I understood, as I hadn’t before, that he meant because he had an erection; even before he’d said anything, I’d been able to feel it. And I’d been delighted. Looking at him, I thought that he was so handsome, but also so endearing. “You know what?” I said. “Let’s go back to your room and jump the gun.”
* * *
—
We did not end up eating the salmon. We didn’t end up eating at all until after midnight when we went out to the kitchen with him wearing nothing and me wearing only my black T-shirt, when we both ate a handful of cashews, split a banana, and chugged water from the same huge glass that he then carried back to the bedroom.
First we’d had fast, ravenous, pulling-off-each-other’s clothes, first-time-with-each-other sex that was also there’s-a-pandemic-happening-and-we-might-be-in-the-twilight-of-humankind sex. I didn’t expect to climax and certainly not while we were in the missionary position—for Christ’s sake, it was still light out at that point and I was sober—which may have been why I did. In fact, I did before he did, and as I moaned, with his right shoulder by my mouth and his mouth by my left ear, he said in a low, quiet voice, “Oh, Sally,” and then he pulled out and ejaculated all over my stomach and I thought about how Jessa, the older daughter of my mother’s best friend, had told me when I was thirteen that when you didn’t like a guy, the disgusting things about sex were disgusting, and when you did like a guy, the disgusting things about sex were sexy. I tugged Noah onto me, and he said, “Am I too heavy?” and I said, “You’re perfect,” and we both lay still for a long time, my arms wrapped around him, his full weight on me, his face pressed against my neck, his left hand fiddling with my hair. My mind wasn’t racing; I wasn’t nervous; there was nothing other than this that I wanted.
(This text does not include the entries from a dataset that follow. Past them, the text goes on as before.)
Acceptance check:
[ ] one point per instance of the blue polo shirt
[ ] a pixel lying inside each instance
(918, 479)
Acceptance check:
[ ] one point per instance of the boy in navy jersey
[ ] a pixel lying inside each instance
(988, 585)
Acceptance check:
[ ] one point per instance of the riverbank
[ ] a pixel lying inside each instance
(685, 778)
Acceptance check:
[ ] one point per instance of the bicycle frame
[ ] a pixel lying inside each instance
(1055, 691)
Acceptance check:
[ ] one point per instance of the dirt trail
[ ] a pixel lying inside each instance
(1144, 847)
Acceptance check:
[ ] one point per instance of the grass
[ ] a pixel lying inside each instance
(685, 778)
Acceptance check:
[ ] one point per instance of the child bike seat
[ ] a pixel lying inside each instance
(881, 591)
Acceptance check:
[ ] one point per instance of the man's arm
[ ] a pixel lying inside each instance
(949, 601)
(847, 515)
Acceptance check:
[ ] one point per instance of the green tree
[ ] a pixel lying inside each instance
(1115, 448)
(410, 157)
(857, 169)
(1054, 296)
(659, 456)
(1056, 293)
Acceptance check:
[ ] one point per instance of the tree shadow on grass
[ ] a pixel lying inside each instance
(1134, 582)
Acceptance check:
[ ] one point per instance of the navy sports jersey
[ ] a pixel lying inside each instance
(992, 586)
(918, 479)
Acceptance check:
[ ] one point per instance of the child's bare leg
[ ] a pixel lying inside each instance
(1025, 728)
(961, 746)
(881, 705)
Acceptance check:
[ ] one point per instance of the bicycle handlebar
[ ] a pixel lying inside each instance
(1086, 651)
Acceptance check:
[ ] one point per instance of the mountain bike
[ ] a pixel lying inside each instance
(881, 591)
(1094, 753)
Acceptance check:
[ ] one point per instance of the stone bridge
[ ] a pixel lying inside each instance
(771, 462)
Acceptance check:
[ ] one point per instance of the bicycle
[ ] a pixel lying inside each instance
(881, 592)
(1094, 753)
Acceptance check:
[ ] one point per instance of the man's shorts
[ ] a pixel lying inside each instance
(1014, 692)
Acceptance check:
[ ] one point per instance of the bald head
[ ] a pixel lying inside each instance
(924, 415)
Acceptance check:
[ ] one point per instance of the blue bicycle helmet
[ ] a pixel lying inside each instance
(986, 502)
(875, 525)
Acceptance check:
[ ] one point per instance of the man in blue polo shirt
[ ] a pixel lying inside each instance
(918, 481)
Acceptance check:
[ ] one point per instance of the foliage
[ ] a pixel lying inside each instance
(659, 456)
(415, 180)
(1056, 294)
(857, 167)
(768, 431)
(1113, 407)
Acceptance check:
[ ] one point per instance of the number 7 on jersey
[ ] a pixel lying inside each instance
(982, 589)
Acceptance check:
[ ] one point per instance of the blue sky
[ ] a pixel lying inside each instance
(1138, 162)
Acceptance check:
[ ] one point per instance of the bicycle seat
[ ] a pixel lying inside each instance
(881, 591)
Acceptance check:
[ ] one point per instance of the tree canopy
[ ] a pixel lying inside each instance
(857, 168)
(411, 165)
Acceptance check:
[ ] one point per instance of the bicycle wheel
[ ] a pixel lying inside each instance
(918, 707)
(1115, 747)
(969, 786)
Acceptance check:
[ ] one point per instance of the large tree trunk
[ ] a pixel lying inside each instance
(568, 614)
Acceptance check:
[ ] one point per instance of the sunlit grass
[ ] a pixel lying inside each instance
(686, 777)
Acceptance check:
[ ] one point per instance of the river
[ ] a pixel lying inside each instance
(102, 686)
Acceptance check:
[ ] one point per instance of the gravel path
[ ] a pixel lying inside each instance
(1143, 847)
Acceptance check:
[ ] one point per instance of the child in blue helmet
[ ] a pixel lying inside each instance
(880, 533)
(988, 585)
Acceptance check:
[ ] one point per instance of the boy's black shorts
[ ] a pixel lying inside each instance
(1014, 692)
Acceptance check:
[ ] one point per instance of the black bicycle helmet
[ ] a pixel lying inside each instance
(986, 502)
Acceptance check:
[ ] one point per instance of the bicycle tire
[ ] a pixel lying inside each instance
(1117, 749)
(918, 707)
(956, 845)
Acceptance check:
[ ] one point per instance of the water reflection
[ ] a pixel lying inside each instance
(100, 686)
After some number of minutes—eight? Or twenty-five?—he rolled off me, onto his side, and pulled me so I was on my side, too, so we were facing each other and he looked at me from about three inches away with such intensity and affection that I had to avert my gaze; I couldn’t help it. But then I looked back at him and said, “You’re definitely worth driving twenty-six hours for. And definitely not boring, even though you don’t work at TNO.”